Similar interfaces can be found between different structures of docking complexes and also, due to symmetry, within a single structure. We require that the resulting set of interfaces is evenly distributed with respect to similarity and not to contain redundant data. To accomplish this, our approach uses agglomerative hierarchical clustering, for which we need to compute all pairwise distances for all interfaces. Therefore, we obtain the similarity of two protein docking complexes (p1 and p2), where p1 consists of the docking units n1, m1 and p2 consists of the two docking units n2, m2.

The algorithm first computes sequence alignments between the docking units (n1->n2 and m1->m2) and then analyzes the coverage of the residues within the interfaces. The cross-combination (n1->m2 and m1->n2) is also considered. Once, all pairwise interfaces of the large ProPairs data set are computed, we apply hierarchical clustering.

The Small (Nonredundant) ProPairs Data Set

Representative Docking Complexes

Following the clustering step, we choose from each interface cluster from the large ProPairs set exactly one representative docking complex that is to be assigned to the small ProPairs set. The representative structure is selected based on a ranking of all computed docking complexes that belong to the interface cluster. Higher-ranking candidates have a high structural quality (e.g. no residue gaps) and are close to the mediod of the cluster they belong to.

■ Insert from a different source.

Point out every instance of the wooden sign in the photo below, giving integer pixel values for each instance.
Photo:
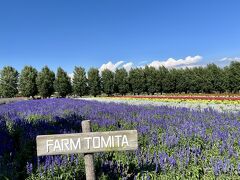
(87, 142)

Representative Unbound Structures

For each representative docking complex structure of the small ProPairs set, we rank all unbound structures previously assigned to either binding partner according to high structural quality and to high structural similarity to the binding partner within the docking complex. We include the highest-ranking pair of unbound structures with the bound structure in the small ProPairs set. During this step we require that the two unbound structures together possess the complete set of cofactors found in the interface of the docking complex.

Updates

We designed the ProPairs algorithm to be able to deal with the steady growth of the PDB. In 2013, when we developed the ProPairs algorithm, we created copy of the PDB. This copy gave us in 2,070 non-redundant complexes. Since then, we modified ProPairs to support PDB's official snapshots that are created every year in early January.

The figure on the right shows the number of complexes that are identified by ProPairs for all PDB snapshots since 2005.

On this webpage we provide the ProPairs data set for the latest PDB snapshot. As of Jan 2018, the ProPairs data set contains 3,268 non-redundant protein docking complexes.